Justice of the High Court Division of Bangladesh
- In office 21 October 2019 – 31 August 2025

Personal details
- Born: 1 January 1966 (age 60)
- Education: Ph.D. in law from the University of Dhaka
- Alma mater: University of Dhaka, University of Rajshahi
- Profession: Judge

= Mohammed Akhtaruzzaman (judge) =

Bangladeshi Judge

Md Akhtaruzzaman is a former judge of the High Court Division of Bangladesh Supreme Court. He was the trial judge in the Zia Charitable Trust corruption case against former prime minister Khaleda Zia.

== Early life ==
Akhtaruzzaman was born on 1 January 1966. He completed his bachelor's degree in law from the University of Rajshahi. He did his master's in law and philosophy from the University of Dhaka, and his Ph.D. in law from the University of Dhaka.

== Career ==
Akhtaruzzaman started his legal practice at the District Courts on 27 May 1991.

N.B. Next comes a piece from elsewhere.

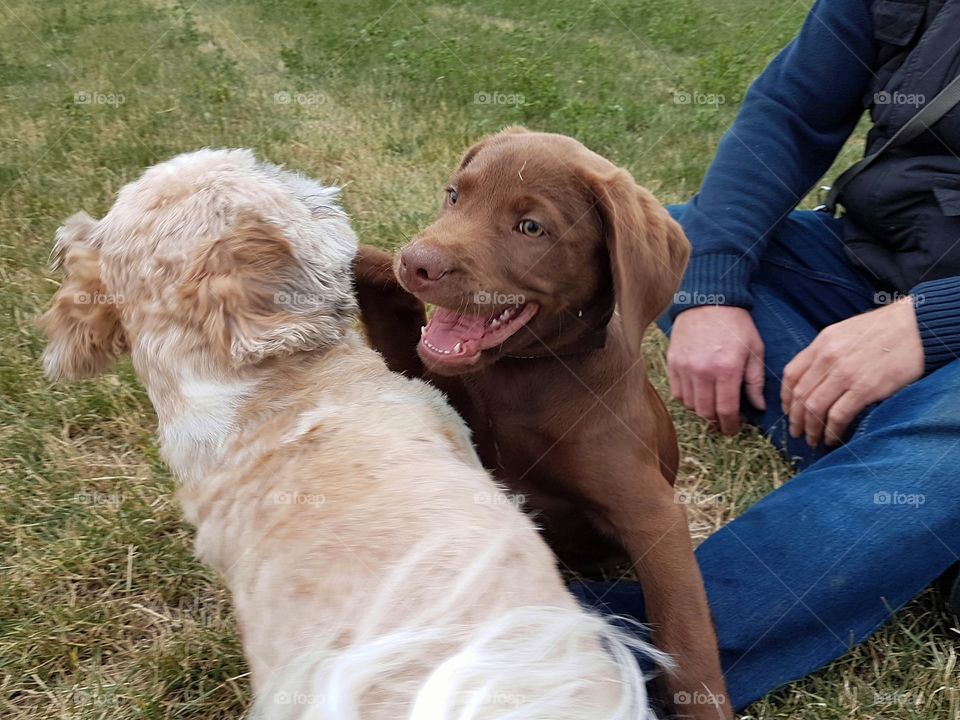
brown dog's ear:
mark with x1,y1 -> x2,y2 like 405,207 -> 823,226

On 1 April 1993, Akhtaruzzaman joined the judicial branch of the Bangladesh Civil Service and was appointed an assistant judge.

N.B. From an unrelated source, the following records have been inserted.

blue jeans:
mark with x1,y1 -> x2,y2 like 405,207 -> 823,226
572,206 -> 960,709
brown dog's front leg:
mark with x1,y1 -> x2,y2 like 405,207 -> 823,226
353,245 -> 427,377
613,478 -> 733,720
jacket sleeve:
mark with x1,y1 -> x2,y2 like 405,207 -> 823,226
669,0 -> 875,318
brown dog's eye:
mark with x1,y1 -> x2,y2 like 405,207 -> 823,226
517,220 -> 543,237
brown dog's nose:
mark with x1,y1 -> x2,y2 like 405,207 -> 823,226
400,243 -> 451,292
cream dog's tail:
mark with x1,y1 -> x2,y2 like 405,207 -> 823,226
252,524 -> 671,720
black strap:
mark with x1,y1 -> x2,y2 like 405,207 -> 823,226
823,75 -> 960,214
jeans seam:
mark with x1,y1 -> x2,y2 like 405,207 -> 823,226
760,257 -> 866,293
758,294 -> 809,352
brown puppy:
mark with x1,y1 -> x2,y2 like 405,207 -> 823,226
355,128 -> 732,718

Akhtaruzzaman was promoted to district and sessions judge on 14 June 2015. He was the judge of the Special Judge's Court-5 in Dhaka.

On 30 October 2018, Akhtaruzzaman sentenced former prime minister Khaleda Zia to seven years imprisonment in the Zia Charitable Trust corruption case.

On 21 October 2019, Akhtaruzzaman was appointed an additional judge of the High Court Division.

Akhtaruzzaman was made a permanent judge of the High Court Division on 19 October 2021.

On 14 July 2022, Akhtaruzzaman granted bail to a former official of the ministry of land sentenced to five years imprisonment in a corruption case after he filed an appeal against the corruption. The Appellate Division of the Bangladesh Supreme Court criticized the verdict saying bail should not be given considering only the age of the convict. Akhtaruzzaman and Justice Zafar Ahmed of the High Court Division cancelled an order of the University of Dhaka demoting faculty member Samia Rahman for plagiarism on 4 August 2022. On 18 October, Akhtaruzzaman and Justice Zafar Ahmed ordered the government of Bangladesh to explain why its reconstitution of the board of trustees of Manarat International University should not be declared illegal. Akhtaruzzaman and Justice Zafar Ahmed declared illegal the decision of Jahangirnagar University to suspend two students for assaulting another student in November.

After the fall of the Sheikh Hasina-led Awami League government, an inquiry was launched against Akhtaruzzaman. He resigned in September 2025.